Sample of Four Word Processed Data
Leading_Phrase Most_Common_Next_Word Second_Most_Common Third_Most_Common Counts
all going to die a be 3 2 2
all good things must 5
all had a wonderful great 6 5
all hands on deck 2
all have a great wonderful good 8 8 2

The Prediction Model

After all of the time spent writing functions to gather, clean, and filter the data, it was finally time to build the prediction model. Before any prediction is done, the last few words of the user’s input are run through a brief spell-check algorithm that attempts to fix any words not immediately found in the single words set.

Intuitively, the longer of a leading phrase the model can detect, the greater a chance it has of successfully predicting the user’s next word. Therefore, the model begins by looking at the last four words the user entered. If this matches a leading phrase in the five word sequences set, the corresponding next words are queued up to be sent back to the user. If fewer than three suggestions are made, the three most recent words are matched against the four word sequences set. This process continues with the two and single most recent words until three matches are made. If, at this point, at least one match has been made, the list of suggestions will be returned to the user.

If no matches have been made, the most recent word will be removed, and the new four most recent words will be analyzed through a recursive call to the prediction model. This is done in case the user’s most recent word is something that could not be autocorrected and that does not match any leading words in the two word counts set. Instead of simply getting stuck on this one word and returning no suggestions, the model will attempt to use previous input to make a suggestion. The maximum number of recursive calls is set to two, meaning that the model will run to completion a maximum of three times. At this point, if no matches have been found, no suggestions will be returned to the user.

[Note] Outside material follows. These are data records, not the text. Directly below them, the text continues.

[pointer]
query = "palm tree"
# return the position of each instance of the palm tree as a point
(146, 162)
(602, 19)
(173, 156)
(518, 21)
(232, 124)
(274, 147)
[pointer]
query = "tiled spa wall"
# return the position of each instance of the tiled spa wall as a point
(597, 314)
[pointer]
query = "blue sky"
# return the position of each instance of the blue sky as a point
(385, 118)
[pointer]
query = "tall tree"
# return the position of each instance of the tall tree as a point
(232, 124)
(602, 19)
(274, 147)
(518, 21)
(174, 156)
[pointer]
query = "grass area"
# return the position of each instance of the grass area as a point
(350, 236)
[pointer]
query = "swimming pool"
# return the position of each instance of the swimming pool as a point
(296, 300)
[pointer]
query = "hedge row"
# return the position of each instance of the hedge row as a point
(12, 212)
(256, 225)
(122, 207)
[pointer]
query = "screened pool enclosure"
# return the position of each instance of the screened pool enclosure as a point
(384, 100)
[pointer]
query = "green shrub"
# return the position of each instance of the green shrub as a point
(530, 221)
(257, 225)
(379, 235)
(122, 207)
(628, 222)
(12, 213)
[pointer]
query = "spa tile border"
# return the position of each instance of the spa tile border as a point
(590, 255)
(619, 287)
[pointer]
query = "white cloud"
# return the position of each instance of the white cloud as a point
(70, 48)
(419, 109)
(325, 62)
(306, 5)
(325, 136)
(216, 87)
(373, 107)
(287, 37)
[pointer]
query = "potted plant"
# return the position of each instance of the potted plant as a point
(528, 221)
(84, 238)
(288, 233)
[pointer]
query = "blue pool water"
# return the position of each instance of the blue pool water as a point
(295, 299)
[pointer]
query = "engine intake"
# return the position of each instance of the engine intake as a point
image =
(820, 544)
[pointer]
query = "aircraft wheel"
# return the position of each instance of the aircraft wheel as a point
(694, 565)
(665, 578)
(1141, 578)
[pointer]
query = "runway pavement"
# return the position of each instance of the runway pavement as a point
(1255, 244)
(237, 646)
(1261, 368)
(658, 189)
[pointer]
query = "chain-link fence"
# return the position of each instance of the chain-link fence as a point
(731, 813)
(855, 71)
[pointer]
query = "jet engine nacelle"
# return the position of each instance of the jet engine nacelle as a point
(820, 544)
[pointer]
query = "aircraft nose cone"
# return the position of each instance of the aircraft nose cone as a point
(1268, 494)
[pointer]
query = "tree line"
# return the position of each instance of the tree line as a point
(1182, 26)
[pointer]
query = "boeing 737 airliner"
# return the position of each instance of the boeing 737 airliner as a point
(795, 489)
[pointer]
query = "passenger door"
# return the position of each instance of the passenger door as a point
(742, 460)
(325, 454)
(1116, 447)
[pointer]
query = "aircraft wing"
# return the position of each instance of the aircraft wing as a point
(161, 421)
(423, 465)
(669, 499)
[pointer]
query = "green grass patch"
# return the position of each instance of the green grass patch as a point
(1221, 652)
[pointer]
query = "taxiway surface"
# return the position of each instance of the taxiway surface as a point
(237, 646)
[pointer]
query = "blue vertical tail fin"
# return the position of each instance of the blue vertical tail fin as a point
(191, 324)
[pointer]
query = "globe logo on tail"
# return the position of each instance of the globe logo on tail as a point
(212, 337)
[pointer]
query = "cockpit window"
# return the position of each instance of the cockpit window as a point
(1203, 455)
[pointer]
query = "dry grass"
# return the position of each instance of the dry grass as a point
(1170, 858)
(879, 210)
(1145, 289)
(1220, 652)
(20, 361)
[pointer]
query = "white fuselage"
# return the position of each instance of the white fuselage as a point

A sample of the algorithm’s ‘thought’ process can be seen below. The input text was (’Hello the world is on fire jfiej).

First Call: 
[5]: is on fire jfiej | No Matches 
[4]: on fire jfiej | No Matches 
[3]: fire jfiej | No Matches 
[2]: jfiej | No Matches 

Recursive Call #1: 
[5]: world is on fire | No Matches 
[4]: is on fire | Suggestions: (1) tonight (2) (3) 
[3]: on fire | Suggestions: (1) tonight (2) and (3) in

Technical Note
For those wondering, a set of hash tables was used to minimize search times. One hash table was used per CSV file (excluding the single words set, which was kept as a data frame). Each hash table used the leading phrases as keys and stored as values a list of (up to) the 3 most common next words. The unpacking of the CSV files into hash tables does take around 15 seconds when the Shiny app first starts up, but this initial sacrifice allows predictions to quickly and reactively be made as the user enters text into the input field.